- Fiat is halting production of its electric 500e compact for longer than initially planned
- After shutting down mid-September, assembly is now intended to restart November 1
- Stellantis delivered 381 examples of the EV last quarter in Canada—more than some Jeeps
After admitting it was seeing sluggish demand for its Fiat 500e and pausing production of the EV in mid-September, the suits at Stellantis NV have decided to extend that suspension of assembly until at least the first of November, according to recently surfaced reports. The original date to restart the 500e assembly line was supposed to be next week.
The facility where the compact car is built, known as the Mirafiori plant in Turin, Italy, was slacked to a single eight-hour schedule instead of running two shifts as it had been in the past.

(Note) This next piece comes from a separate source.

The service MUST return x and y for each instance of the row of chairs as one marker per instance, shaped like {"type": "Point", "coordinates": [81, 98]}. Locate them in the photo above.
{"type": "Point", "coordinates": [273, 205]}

Fiat says the adjustment to production is in response to challenging conditions encountered by EV-makers in many markets, but primarily Europe.
Most gearheads know that governments around the globe have put forth plans to halt the sale of new internal-combustion vehicles in the next decade, a decree which saw numerous car companies put many of their eggs in that all-electric basket, only to find themselves staring down the barrel of flagging demand once early adopters got their EV fill. Everyone else, it turns out, needs a mite more convincing.
“The ban must be changed,” raged Italian energy minister Gilberto Pichetto Fratin earlier this year when talking about the EV mandates, before going on to call the ban “absurd” and one being dictated by an “ideological vision.”
Stellantis chief Carlos Tavares will address an Italian parliamentary committee next week on the prospects for the carmaker’s production in Italy — on the same day it was supposed-to-but-now-will-not restart 500e production. It’s like the universe is trying to tell them something.
Back home in Canada, Stellantis reports it sold 381 copies of the Fiat 500e last quarter, a sum greater than the number of non-PHEV Dodge Hornet crossovers it moved (338) and even more than the Jeep Wagoneer and Grand Wagoneer combined (280). The company is adamant it will still spend 100 million euros (CDN$150 million) on a new high-performance battery for the 500e whilst also creating a hybrid variant of the model.